Cadbury was founded in 1824 by a Quaker named John Cadbury in Birmingham, on Bull Street. Initially he sold tea, coffee and cocoa from his shop- healthier alternatives to beer, which Quakers shunned- and prepared them himself using a pestle and mortar. Business did well enough that seven years later he was producing a variety of cocoa products in a factory, though this was predominantly sold to the wealthy as the cost of production was quite high. His brother Benjamin joined him in 1847 and they appeared to be doing quite well, acquiring a Royal Warrant as the manufacturers of cocoa and chocolate for the Royal household.

Unfortunately, the company wasn't doing as well as receiving a royal warrant would lead you to believe; throughout the 1850s the business went into a decline and was losing money. John's sons Richard and George came to the rescue however, when they took over in 1861. By 1864 it was turning a profit again, thanks in part to the brothers' decision to focus on chocolate, and higher quality chocolate at that.

New techniques from the continent, such as the Van Houten press, had made their way to England which the brothers utilised as they began rebuilding the company. Another big decision was to move the business four miles outside the city to the countryside. Here, in 1878, they built a new factory, ideally placed to receive and export goods thanks to the nearby canals and the up and coming railways. A few years later in 1893, George showed his own Quaker roots when he established a model village close to the factory for the workers to live in.
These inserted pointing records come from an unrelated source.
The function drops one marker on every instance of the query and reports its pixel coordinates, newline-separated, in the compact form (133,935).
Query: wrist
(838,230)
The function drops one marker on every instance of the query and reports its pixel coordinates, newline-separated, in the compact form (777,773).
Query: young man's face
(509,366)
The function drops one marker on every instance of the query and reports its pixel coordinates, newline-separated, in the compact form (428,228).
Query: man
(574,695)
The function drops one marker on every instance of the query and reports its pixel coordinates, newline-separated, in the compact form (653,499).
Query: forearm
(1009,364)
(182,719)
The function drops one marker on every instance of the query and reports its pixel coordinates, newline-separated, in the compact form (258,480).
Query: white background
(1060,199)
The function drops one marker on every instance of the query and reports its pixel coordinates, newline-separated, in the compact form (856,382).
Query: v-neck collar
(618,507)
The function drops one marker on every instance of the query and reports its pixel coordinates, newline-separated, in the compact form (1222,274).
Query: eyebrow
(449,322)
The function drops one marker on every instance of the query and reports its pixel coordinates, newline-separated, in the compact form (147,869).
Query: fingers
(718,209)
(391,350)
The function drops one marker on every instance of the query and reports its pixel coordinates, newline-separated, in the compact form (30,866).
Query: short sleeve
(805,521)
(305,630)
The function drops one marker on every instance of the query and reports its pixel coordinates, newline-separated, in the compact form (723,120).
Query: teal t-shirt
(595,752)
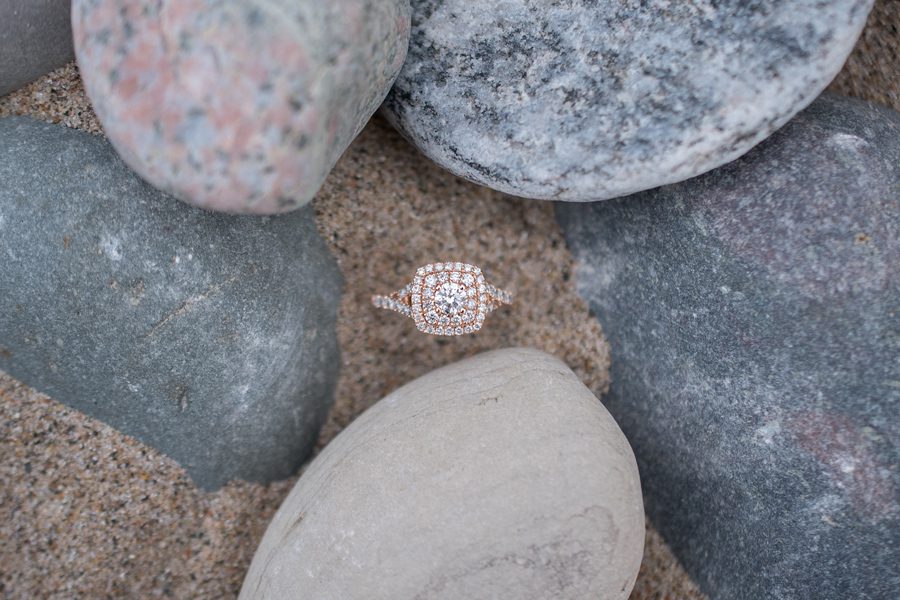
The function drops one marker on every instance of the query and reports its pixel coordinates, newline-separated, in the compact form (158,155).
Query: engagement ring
(446,299)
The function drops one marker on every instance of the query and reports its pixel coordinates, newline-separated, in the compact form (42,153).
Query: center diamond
(450,298)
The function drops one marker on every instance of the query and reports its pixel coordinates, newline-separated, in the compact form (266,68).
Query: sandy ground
(88,512)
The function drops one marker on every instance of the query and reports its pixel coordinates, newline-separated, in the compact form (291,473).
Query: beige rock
(500,476)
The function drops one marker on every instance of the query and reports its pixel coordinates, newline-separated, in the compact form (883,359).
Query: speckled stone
(35,37)
(500,476)
(583,100)
(208,337)
(238,106)
(752,314)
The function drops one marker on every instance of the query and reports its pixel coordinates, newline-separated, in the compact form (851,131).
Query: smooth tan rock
(500,476)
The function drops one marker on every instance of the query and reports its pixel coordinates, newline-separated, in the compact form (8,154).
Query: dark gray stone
(587,100)
(208,337)
(35,37)
(752,314)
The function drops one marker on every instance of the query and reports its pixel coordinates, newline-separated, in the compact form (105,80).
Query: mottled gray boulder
(241,106)
(35,37)
(500,476)
(752,314)
(210,338)
(584,100)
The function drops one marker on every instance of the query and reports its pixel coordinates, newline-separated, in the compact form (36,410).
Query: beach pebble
(240,106)
(35,37)
(500,476)
(752,314)
(208,337)
(578,101)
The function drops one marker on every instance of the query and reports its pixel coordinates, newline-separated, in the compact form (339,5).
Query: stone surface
(210,338)
(201,543)
(35,37)
(238,106)
(752,318)
(587,100)
(500,476)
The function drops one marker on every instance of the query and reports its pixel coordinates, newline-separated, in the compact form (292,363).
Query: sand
(88,512)
(872,71)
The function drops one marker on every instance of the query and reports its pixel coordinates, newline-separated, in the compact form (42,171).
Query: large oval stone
(239,106)
(208,337)
(500,476)
(752,314)
(584,100)
(35,37)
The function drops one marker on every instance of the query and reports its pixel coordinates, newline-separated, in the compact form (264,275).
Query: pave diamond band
(446,299)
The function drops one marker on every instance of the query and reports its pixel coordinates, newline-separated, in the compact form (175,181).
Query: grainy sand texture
(872,71)
(86,512)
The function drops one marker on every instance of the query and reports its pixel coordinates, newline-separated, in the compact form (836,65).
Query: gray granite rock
(583,100)
(210,338)
(241,106)
(500,476)
(752,314)
(35,37)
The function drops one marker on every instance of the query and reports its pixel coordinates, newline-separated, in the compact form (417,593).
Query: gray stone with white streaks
(588,100)
(35,37)
(208,337)
(752,314)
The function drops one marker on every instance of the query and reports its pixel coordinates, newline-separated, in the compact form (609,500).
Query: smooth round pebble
(239,106)
(500,476)
(209,337)
(752,314)
(583,100)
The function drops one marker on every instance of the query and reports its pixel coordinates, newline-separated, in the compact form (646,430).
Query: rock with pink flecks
(239,106)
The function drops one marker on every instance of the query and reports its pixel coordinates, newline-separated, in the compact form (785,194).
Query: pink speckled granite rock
(240,106)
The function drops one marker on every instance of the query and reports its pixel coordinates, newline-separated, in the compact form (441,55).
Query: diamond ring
(446,299)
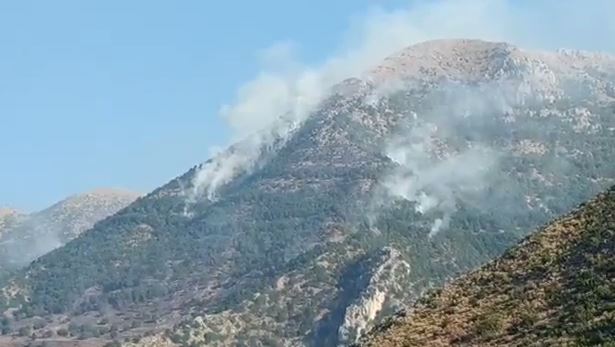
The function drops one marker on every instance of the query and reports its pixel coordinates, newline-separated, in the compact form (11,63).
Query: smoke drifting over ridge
(286,91)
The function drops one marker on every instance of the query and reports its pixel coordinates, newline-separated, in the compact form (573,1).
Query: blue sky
(128,93)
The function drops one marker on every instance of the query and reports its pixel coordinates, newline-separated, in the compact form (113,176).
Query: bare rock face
(555,288)
(427,166)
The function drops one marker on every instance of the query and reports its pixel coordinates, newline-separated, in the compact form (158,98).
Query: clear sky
(127,94)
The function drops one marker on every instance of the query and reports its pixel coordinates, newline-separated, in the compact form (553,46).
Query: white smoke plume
(286,91)
(434,181)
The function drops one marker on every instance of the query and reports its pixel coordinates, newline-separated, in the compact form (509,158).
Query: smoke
(436,181)
(285,92)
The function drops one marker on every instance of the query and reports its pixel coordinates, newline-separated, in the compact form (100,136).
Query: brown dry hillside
(557,288)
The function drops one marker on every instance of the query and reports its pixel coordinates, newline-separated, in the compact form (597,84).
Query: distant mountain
(557,288)
(24,237)
(313,231)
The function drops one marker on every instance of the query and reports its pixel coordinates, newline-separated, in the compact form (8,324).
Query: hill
(24,237)
(312,231)
(557,288)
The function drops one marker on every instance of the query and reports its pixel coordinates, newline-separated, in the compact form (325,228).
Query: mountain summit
(313,231)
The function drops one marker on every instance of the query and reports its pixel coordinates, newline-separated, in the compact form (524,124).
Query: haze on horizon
(143,91)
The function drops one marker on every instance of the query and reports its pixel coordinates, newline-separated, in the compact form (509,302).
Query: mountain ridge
(554,288)
(292,248)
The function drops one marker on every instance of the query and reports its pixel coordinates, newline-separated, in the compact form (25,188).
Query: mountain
(24,237)
(556,288)
(314,230)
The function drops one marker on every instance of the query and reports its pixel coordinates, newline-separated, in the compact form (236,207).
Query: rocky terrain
(556,288)
(24,237)
(314,231)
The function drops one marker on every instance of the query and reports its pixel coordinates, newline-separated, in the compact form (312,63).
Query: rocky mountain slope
(557,288)
(24,237)
(311,232)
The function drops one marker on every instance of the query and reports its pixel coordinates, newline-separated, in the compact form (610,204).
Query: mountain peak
(561,275)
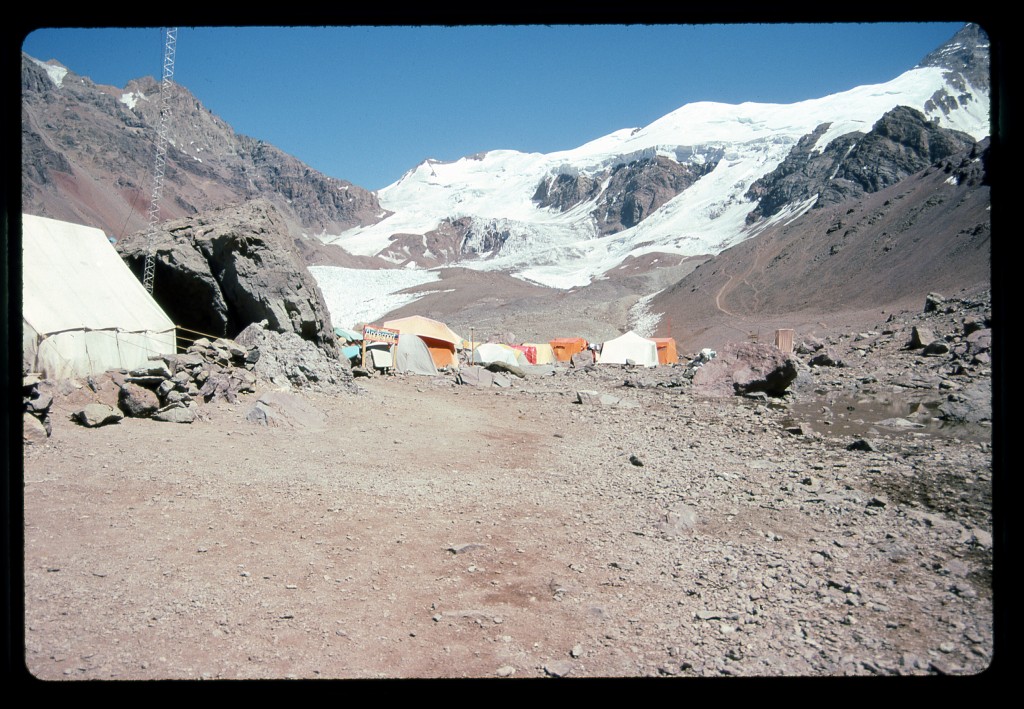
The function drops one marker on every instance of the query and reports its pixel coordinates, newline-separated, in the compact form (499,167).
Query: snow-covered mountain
(689,183)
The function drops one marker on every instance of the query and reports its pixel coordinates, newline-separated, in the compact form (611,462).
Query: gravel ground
(430,530)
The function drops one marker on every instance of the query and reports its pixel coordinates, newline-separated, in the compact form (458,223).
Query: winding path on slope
(730,285)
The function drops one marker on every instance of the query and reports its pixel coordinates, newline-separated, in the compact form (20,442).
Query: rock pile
(36,404)
(171,386)
(288,361)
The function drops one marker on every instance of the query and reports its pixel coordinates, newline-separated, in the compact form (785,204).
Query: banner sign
(380,335)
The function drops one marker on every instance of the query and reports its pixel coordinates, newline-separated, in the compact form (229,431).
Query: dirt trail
(430,530)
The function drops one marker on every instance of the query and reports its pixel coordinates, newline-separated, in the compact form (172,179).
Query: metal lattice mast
(161,160)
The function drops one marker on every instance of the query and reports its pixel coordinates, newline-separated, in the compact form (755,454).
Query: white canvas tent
(411,356)
(83,309)
(630,348)
(486,352)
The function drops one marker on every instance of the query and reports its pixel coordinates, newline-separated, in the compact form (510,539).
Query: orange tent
(667,353)
(439,338)
(565,347)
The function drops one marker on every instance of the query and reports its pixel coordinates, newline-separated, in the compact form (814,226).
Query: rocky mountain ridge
(88,153)
(690,182)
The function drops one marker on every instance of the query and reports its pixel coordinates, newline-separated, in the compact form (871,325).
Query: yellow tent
(565,347)
(545,355)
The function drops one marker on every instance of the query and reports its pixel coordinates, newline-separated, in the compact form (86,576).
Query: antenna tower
(170,42)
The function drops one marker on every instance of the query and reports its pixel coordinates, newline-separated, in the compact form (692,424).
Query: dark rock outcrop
(288,361)
(742,368)
(901,142)
(219,272)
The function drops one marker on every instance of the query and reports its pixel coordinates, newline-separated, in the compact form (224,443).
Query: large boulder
(288,361)
(218,272)
(743,368)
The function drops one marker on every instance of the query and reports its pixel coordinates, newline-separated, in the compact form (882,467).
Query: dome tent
(629,348)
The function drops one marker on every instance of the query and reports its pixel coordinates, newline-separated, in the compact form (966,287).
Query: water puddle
(887,415)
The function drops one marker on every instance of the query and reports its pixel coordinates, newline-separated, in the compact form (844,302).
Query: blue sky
(367,103)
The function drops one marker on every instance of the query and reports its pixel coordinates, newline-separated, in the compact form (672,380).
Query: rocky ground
(422,529)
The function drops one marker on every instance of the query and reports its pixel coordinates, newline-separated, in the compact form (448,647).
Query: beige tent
(83,309)
(629,348)
(439,338)
(545,353)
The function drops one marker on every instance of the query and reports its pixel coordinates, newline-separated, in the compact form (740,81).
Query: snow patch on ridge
(358,295)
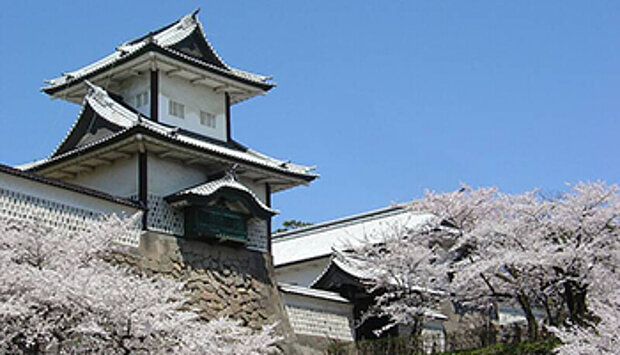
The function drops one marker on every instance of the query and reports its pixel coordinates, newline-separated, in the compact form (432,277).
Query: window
(207,119)
(142,99)
(176,109)
(216,222)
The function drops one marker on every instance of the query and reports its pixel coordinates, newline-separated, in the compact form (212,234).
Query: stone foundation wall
(223,281)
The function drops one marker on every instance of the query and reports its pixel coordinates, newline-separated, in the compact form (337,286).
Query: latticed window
(142,99)
(207,119)
(216,222)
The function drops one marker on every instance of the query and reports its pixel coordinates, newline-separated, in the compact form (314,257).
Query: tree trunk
(575,297)
(532,324)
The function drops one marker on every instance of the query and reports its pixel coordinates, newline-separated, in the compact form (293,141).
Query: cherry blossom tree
(58,294)
(484,246)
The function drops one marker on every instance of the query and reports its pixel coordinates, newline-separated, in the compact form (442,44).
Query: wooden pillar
(142,186)
(268,201)
(154,95)
(228,126)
This estate was renamed Bournville, and survives to this day.

Perhaps the most famous chocolate produced by Cadbury is their Dairy Milk bar, first released in 1905. It wasn't their first attempt at adding milk- they had tried making milk chocolate around a decade before that, but that version didn't turn out very well. Following in the footsteps of master Swiss chocolatiers who were pioneering the blend, their new Dairy Milk bar had the highest amount of milk packed into a bar to date. It quickly became their biggest seller and has been earning lots of money for Cadbury ever since.

In a way, Cadbury had been adding milk to chocolate for a while before their new bar hit the market, in the form of cocoa- handily bringing us back around to drinks. In 1849 Cadbury had released a milk chocolate cocoa, reputedly based on a recipe from Hans Sloane. You can still get your hands on it today- although the recipe has probably changed a little since then. If you'd prefer something less sweet and a little stronger, you could always try Cadbury's Bournville cocoa. Of course, you can never go wrong with Cadbury's original drinking chocolate blend. If you're looking forward to enjoying one- or several- over the rest of autumn and winter, be sure to raise a cup of cocoa to the pioneering Cadbury family!